This is one of those boring posts about basics. Great for blogs that are mainly personal journals, like mine. Not so good for blogs that other people actually read.
And to make it worse, this post comes with not so great photos of creased garments and tired faces because the photography was done at the end of a day of sitting at a desk. At least I am wearing yellow snakeskin ankle boots. That’s got to count for something!
Feel free to move on to something more interesting and with better images.
Basic 1: The Camel Pencil Skirt.
Camel is supposed to be one of those excellent basics. So are pencil skirts. I’m a fan of pencil skirts. And I’m very taken with pencil skirts that have a teeny bit more interest than normal. Like this one with its horizontal darts.
So this pattern needed a second chance. And what better fabric to use than one I picked up at a fabric swap! This polyester twill fabric was from my dear friend M of Nonsuch, who had already offered her large remnant to me. I didn’t recognize its potential until I saw it again at the fabric swap.
This skirt turned out so much better than the Linton Tweed version.
Changes I made were minimal – I took 5 cm off the length (still plenty long enough for that retro look) and shaved about 1 cm of the side seams above the hips (making this a sort of size 47 waist, I should have just gone to a straight size 46 because its still loose).
Its lined with a lovely bemsilk from the stash, and I love the way my aqua label really pops.
Basic #2: a Black Knit Top.
This is Vera, a free PDF pattern from Forget-me-not Patterns
This pattern is also elevated above basic with its sleeves and subtle high low hem
The V-neck is nicely proportioned, and the instructions for achieving a nice finish for the V neck are terrific.
My first version was a size 42 in a red fine merino wool, and it was a bit too big. I wanted to make the next version in a black merino/nylon blend. The black knit is much firmer than the red 100% merino knit. I also knew that I’d made both into a Papercut rise turtleneck in the same size and the black one was almost too tight whereas the red one was just right.

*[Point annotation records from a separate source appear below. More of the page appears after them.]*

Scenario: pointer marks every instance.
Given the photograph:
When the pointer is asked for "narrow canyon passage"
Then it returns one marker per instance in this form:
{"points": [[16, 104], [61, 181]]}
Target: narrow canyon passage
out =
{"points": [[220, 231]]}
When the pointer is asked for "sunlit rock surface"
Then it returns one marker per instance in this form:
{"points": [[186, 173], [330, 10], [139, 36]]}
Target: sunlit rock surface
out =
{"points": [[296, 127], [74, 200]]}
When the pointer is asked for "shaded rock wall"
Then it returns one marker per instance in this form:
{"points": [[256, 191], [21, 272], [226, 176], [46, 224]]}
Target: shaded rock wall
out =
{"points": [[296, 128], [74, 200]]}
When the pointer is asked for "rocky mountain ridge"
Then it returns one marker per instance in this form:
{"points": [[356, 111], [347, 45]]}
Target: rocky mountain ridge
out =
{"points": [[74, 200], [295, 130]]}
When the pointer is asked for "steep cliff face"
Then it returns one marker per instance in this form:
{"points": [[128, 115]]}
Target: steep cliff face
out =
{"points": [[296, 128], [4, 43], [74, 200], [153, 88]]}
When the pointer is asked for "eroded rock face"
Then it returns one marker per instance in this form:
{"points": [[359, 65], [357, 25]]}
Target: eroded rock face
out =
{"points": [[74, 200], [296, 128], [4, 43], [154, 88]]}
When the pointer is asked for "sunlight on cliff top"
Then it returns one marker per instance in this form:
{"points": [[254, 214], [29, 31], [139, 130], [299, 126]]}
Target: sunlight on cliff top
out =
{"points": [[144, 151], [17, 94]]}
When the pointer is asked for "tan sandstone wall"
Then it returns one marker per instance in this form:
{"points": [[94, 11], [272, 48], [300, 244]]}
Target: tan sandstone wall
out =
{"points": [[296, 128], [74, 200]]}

So, with all that in mind, I went ahead with the firmer black knit cut out in the same size as the red one, but sewed it up with a seam allowance of 10 mm rather than 6 mm.
It worked well! either the fabric difference or the larger seam allowance, or both..
The sleeves really are quite lovely – here’s the red one at work (I made this first version wearable by shortening the shoulder seam by 8 mm and reattaching the sleeves and reducing width through the body of the top about the same).
Lesson (re)learned- stretch and drape and weight matters with knits!